For a little while, we just wanted to watch someone blow our minds by knowing stuff.

In the piece, Jennings commented on the viral nature of Jeopardy! winners in the social media age and how they become celebrities, both for good and bad. It was an interesting perspective and he’s not totally wrong in highlighting how it was somewhat amazing to see seemingly everyone tuning in for Jeopardy! episodes on their network affiliate each night to see what Holzhauer would do and whether he’d keep his streak alive or finally lose.

That said, there is so often this need for people to point out how we don’t have these shared cultural experiences anymore because things have become so niche, which almost always come out whenever one of those giant pop culture things comes to an end. It happened after Breaking Bad, and again after Game of Thrones — ironically in the midst of Avengers: Endgame being watched by hundreds of millions of people.

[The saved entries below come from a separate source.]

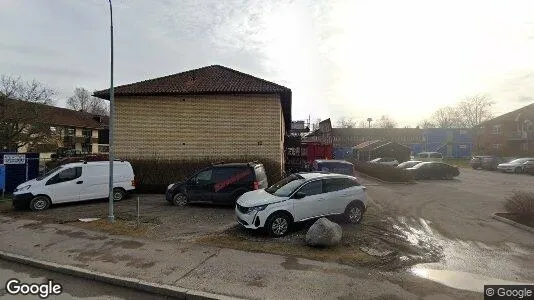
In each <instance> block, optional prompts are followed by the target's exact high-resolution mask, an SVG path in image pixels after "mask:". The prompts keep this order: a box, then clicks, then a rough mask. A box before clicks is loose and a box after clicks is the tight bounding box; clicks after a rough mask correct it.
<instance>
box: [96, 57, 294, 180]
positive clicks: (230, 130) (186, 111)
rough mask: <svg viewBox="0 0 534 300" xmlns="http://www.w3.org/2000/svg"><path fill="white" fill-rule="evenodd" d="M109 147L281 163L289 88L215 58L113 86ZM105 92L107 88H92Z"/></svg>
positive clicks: (106, 91)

The idea that we don’t have shared viewing experiences anymore isn’t true, it’s just that there are more options for people with varying interests. There are opportunities for those who have long lived on the margins to enjoy things with others that do too, which is part of the positive of the social media age. No longer is a kid in middle America who likes anime feeling isolated, because there’s a massive online community he can find comfort in.

So, yes, there was something nice about seeing the overlap of people from all over interested in Holzhauer’s Jeopardy! run. It’s fine to enjoy that moment, but also to remember that the overwhelming amount of entertainment available doesn’t just serve to divide interests, instead offering a little something for everyone.